Each minute, 2,500 Britons engage in love amounting to a staggering 900 million encounters of the close kind a year -- yet the activity results in barely 770,000 British births each year, a Cambridge mathematician has claimed.
Representational picture of a couple. (Getty)
The statistics, which apply to the entire population and have been adjusted for sleep, were revealed as part of an ongoing project to document how attitudes to sex and procreation have changed over the decades, Daily Mail reported.
The study also found that 30% of total sexual encounters take place before 16 and people between 64 and 74 are also having far more sex than previously.
Read: Couples checking Facebook while making love, study
Headed by David Spiegelhalter, professor for the public understanding of risk at the prestigious university, the study intends to provide answers to questions such as why fertility plummetted in the late Victorian era - despite women at the time having little or no access to contraception.

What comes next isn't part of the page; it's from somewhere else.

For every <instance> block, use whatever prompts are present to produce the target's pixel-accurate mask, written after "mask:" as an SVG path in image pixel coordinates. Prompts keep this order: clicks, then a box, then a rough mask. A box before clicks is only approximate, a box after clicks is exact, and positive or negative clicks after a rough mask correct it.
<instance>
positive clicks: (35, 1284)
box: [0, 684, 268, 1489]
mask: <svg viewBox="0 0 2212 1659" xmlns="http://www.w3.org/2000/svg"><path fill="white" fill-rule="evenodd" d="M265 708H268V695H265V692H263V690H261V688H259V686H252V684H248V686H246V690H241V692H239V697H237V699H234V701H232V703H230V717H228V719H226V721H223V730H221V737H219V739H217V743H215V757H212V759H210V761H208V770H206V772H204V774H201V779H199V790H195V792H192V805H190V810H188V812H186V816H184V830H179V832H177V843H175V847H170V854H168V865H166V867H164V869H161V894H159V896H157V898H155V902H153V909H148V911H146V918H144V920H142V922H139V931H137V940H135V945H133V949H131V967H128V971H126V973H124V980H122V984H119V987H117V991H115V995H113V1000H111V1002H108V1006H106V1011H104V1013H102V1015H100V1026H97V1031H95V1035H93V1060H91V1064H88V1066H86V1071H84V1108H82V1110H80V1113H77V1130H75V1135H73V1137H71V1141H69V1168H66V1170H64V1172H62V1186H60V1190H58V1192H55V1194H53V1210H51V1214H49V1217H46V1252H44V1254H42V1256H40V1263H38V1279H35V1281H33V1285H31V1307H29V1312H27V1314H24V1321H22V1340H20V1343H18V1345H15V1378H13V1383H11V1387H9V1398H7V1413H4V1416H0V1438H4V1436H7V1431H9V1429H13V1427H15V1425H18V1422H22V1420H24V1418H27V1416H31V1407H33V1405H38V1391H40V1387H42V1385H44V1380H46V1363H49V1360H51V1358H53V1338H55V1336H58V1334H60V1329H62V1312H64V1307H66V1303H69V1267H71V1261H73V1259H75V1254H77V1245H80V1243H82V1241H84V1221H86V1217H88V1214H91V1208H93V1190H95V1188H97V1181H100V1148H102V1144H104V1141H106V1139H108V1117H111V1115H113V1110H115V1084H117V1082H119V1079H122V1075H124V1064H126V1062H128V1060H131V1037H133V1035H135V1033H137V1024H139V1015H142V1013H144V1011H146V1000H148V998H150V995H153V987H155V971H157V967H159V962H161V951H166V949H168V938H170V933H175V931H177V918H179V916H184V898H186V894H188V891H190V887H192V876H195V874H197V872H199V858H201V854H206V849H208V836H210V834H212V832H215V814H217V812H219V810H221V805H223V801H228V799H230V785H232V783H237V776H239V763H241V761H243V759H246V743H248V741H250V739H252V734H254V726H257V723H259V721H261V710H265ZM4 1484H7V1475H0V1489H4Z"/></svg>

According to Spiegelhalter, the fall can be attributed to women abstaining from sex -- a finding in sharp contrast with modern Britons who can enjoy a spot of duvet action without consequence.
"For every conception, there are 999 heterosexual acts without procreation," Spiegelhalter explained during an appearance at the Cheltenham Science Festival. "So the poor old Victorians -- there is a lot more non-procreative sex going on now."
Spiegelhalter is writing a book on British attitudes to sex, entitled Sex By Numbers, which attempts to explain the modern penchant for having as much sex as possible.